A significant linkage disequilibrium (LD) was found with Arlequin between all pairwise comparisons of the three polymorphic loci when samples were considered as a single population (n = 570). Chi-square test values ranged from 36.07 (P < 0.00001, 1 df) for CYP2B6-516 vs CYP2B6-983, to 443.55 (P < 0.00001, 1 df) for CYP2B6-516 vs CYP2B6-785, to 43.93 (P < 0.00001, 1 df) for CYP2B6-983 vs CYP2B6-785. When analysing the samples separately by district of origin, we found a significant LD in all districts for all pairwise comparisons between the three loci (Table 2). In general, LD between CYP2B6-516 and CYP2B6-785 was strongest, while LD between CYP2B6-983 and the other two loci was weakest but still highly significant.

Table 2 Pairwise LD analysis for the three polymorphic loci.
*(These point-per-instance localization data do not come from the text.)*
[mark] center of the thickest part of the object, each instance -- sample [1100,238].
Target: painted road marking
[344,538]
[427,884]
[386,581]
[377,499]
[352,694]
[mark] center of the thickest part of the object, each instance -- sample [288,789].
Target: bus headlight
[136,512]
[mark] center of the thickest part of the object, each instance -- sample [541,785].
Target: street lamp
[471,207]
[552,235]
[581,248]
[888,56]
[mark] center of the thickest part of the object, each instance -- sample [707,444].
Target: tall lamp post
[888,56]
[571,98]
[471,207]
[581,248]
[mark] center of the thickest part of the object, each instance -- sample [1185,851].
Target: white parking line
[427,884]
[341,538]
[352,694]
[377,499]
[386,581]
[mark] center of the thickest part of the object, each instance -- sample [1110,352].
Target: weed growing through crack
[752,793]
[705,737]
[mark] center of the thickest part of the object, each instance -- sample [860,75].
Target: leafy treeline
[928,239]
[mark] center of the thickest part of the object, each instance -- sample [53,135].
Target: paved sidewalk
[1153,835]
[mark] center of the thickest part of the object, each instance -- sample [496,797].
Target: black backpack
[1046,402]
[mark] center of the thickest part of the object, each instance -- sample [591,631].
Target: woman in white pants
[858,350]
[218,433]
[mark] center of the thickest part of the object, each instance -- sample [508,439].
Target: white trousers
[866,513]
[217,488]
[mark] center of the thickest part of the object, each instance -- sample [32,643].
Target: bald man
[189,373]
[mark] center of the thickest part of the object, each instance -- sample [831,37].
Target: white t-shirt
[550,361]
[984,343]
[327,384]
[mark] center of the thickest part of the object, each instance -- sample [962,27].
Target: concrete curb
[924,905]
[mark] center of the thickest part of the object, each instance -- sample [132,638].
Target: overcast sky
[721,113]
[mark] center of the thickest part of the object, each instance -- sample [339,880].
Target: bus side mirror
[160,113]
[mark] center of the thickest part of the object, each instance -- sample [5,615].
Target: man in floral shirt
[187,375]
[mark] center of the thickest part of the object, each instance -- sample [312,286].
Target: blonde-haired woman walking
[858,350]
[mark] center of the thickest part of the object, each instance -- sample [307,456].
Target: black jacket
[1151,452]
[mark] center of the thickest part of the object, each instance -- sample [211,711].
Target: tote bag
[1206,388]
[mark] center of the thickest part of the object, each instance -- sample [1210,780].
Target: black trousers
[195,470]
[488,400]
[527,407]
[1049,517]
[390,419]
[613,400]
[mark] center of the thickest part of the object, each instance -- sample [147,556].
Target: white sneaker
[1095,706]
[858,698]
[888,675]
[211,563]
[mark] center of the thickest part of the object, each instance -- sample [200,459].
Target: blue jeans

Chi-square values and P-value for LD analysis were obtained using Arlequin. Significance is assumed for P < 0.05.

Haplotype frequency estimation

Haplotype frequencies were estimated using Arlequin (Table 3). For the combined samples, the GAT haplotype was the most common and the GGC haplotype the rarest. Among the identified haplotypes, two not yet categorized were found, TGC and TAC, indicated as *6 + *18 and *9 + *18, respectively (Table 3). When districts were considered separately, GAT remained the dominant haplotype while GGC remained the rarest. However, differences in haplotype frequencies could be observed between districts. While there was no statistical difference in the population structure between the Serowe/Palapye and Chobe districts (Population pairwise FSTs test: P = 0.06 +/− 0.024, 110 permutations), there was a significant difference when both districts were separately compared to the Ghanzi district (Population pairwise FSTs test: P < 0.00001, 110 permutations for both comparisons). When the Serowe/Palapye and Chobe districts were combined and then compared to the Ghanzi district, the populations were still significantly different (Population pairwise FSTs test: P < 0.00001, 110 permutations). In particular the Ghanzi district displayed in particular a higher frequency (as estimated by ML) of the GAT (65.55%), TAT (10.98%) and TAC (1.53%) haplotypes and a lower frequency of the TGT (12.79%) and TGC (3.18%) haplotypes (Table 3). These data indicated a distinct population structure in terms of the CYP2B6 alleles in the Ghanzi district compared to both the Serowe/Palapye and Chobe districts.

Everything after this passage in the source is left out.